Actually, the umask is temporarily changed here: old_mask = os.umask(000) So we need an explanation for why that's not working. Otherwise, the patch looks pretty reasonable.
Yes, umask is temporarily changed before creating a lock file, but for some reason it doesn't have an effect inside an lxc container for me. I didn't figure out the reason yet.

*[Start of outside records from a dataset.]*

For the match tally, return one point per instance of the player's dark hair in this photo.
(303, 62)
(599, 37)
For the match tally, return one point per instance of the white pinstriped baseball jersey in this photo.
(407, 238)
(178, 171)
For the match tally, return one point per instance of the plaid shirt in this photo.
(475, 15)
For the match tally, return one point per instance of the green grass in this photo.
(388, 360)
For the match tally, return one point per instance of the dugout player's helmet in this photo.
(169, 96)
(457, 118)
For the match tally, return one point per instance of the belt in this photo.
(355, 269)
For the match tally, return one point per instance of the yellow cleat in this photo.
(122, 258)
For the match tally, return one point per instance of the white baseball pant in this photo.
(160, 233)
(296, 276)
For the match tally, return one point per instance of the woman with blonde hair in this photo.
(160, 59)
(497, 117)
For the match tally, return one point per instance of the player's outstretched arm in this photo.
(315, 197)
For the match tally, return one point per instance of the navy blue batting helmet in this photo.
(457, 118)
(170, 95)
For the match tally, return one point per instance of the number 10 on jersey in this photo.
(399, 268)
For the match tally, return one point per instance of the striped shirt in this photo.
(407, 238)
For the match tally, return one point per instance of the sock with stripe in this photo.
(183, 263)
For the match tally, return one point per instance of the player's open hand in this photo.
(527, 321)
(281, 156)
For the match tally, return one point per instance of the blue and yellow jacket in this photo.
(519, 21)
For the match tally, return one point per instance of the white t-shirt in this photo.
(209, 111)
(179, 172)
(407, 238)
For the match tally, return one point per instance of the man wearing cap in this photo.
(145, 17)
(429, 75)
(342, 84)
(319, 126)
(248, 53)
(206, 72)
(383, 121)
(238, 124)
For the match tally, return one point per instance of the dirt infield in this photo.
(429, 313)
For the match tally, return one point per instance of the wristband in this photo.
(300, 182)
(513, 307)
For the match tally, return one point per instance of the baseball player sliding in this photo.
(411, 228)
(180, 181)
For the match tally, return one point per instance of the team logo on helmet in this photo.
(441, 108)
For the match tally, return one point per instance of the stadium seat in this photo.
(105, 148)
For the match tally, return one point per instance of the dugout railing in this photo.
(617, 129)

Created attachment 465620 [details] minimal test case Here's a minimal test case that hopefully you can use to reproduce the behavior. If that reproduces it, then you can use it to file an issue here: https://github.com/lxc/lxc/issues
Opened a bug on lxc issues tracker: https://github.com/lxc/lxc/issues/1448
I've finally found the root of issue. I'll duplicate my comment from LXC issue tracker here. It was related to ACL. The box I ran had default acl on every directory like this: $ getfacl / getfacl: Removing leading '/' from absolute path names # file: . # owner: root # group: root user::rwx group::r-x other::r-x default:user::rwx default:group:r-x default:other:r-x I've compared this setup with my other boxes (and virtualbox test setup) and didn't find similar ACLs on other boxes. After that I remounted root system with 'noacl' and issue gone. I didn't notice this issue on host system since directories /tmp and /var/tmp/portage were mounted as tmpfs there. I've booted to recovery image, ran 'setfacl -kR ...' on every filesystem since I didn't need these ACL, booted to system and confirmed that issue disappeared. Now I know the missing step to reproduction (NOTE, don't do if you have some ACL set up, either on host, or in any client which has filesystem located in /var/lib/lxc, or save it before doing it): setfacl -dR --set=u::rwx,g::rx,o::rx /var/lib/lxc To remove this ACL later run (same NOTE as above): setfacl -kR /var/lib/lxc In order to test the issue on host box, use '/tmp' instead of '/var/lib/lxc' in the commands above. I've fixed my setup. Please close bug if you think portage shouldn't work around such issues in the filesystem setup and should just fail. Otherwise there's a patch already attached which allowed portage to work for me even with such setup.
I'm glad you found the root cause. I suppose we could have portage try to detect interference from ACLs, but somebody interested in that would have to submit a patch.